Returning to my hands, he said carefully. "I knew mine." I froze. "Really? Most Moroi guys don't stay -- I mean some do, but you know, usually they just --" This got awkward really fast. "Well, he liked my mother." He didn't say like in a nice way. "And he visited her a lot. He's my sister's father too. But when he came .... well, he didn't treat my mother very well. He did some horrible things." "Like what?" I whispered I was not going the Rose way this time, it felt too insensitive. "Like beating her up kinds of things," he replied flatly. He was now finished with the bandages but was still holding my hands. I don't think he noticed. His hands were warm and large, with long graceful fingers. "That's horrible. And she just let it happen?" "She did." The corner of his mouth turned up in a sly sad smile. "But I didn't." I grinned at him. "You did not?" I laughed. "How old were you?" "Thirteen." I laughed. "Serves him right. I'm sorry that had to happen to you."

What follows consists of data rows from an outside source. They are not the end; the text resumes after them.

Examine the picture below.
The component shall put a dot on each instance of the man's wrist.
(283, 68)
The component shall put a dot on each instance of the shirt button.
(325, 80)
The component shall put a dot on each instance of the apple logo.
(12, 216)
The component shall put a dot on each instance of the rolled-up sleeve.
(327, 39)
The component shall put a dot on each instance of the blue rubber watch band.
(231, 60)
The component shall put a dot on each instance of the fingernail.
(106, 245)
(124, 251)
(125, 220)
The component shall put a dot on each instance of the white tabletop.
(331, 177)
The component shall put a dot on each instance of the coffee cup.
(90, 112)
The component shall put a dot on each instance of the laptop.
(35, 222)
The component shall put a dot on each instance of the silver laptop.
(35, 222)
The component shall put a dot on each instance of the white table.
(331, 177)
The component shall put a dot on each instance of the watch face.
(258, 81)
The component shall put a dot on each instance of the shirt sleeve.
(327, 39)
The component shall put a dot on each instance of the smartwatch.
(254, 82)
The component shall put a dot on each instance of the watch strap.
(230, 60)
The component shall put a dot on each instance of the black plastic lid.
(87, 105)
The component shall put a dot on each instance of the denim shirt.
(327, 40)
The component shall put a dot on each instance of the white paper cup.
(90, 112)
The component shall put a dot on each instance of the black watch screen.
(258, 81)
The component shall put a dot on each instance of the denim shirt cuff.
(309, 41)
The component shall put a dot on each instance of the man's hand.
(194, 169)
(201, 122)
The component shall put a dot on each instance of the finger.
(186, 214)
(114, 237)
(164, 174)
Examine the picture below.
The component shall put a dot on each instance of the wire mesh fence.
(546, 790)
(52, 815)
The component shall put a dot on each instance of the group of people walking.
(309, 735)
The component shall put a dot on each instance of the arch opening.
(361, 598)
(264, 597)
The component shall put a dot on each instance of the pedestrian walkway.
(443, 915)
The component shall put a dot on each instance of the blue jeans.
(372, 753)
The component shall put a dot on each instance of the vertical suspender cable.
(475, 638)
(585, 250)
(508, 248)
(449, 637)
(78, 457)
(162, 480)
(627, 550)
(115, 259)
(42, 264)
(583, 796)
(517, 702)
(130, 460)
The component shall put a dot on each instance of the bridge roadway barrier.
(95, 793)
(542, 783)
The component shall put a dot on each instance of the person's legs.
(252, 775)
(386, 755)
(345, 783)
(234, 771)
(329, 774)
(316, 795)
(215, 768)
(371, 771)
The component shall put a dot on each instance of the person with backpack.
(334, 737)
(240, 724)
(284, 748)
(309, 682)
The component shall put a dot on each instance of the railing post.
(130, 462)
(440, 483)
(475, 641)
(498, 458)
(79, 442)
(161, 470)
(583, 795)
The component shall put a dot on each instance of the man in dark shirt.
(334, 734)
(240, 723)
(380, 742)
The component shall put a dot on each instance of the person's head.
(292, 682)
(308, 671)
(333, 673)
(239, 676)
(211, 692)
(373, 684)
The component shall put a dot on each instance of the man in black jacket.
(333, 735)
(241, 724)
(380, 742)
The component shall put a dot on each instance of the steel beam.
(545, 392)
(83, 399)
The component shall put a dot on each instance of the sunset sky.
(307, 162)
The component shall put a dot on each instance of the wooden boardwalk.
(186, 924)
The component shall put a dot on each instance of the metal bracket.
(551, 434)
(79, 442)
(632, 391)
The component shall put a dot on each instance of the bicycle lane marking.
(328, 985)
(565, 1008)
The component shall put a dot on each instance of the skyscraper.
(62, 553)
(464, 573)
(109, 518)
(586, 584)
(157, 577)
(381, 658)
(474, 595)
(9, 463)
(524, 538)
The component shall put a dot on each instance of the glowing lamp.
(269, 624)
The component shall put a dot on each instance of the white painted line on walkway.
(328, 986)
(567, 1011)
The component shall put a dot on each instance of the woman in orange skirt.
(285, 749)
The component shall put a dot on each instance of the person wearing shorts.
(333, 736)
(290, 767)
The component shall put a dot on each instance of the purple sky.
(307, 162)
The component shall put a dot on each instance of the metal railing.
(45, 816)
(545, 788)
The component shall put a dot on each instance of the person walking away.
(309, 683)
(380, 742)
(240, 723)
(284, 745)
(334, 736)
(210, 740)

"It's all right." "I know you heard the rumors about me and Jesse and Ralph." "I know it is not true." I smiled at him. "With the way you worry more about Lissa than yourself, none of the things in your file makes sense. You understand your responsibilities better than guardians twice your age. You'll do what you have to do to succeed." I thought about that and decided to go with the Rose line again. "I don't know if I can do everything I have to do." He did that cool one-eye-brow thing. "I don't want to cut my hair," I told him and he looked at me puzzled. "You don't have to cut your hair. It's not required." "All the guardian women do. They show off their tattoos." Unexpectedly, he released my hands and leaned forward. Slowly, he reached out and held a lock of my hair, twisting it around one of his fingers thoughtfully. I froze, and for a moment, there was the flutter in my stomach again, I tried to beat it back.
He let go of my hair, looking a little surprised -- and embarrassed -- at what he'd done. "Don't cut it, " he said gruffly. "No one will see my tattoos if I don't." He moved towards the doorway, and a small smile was playing over his lips. "Wear it up."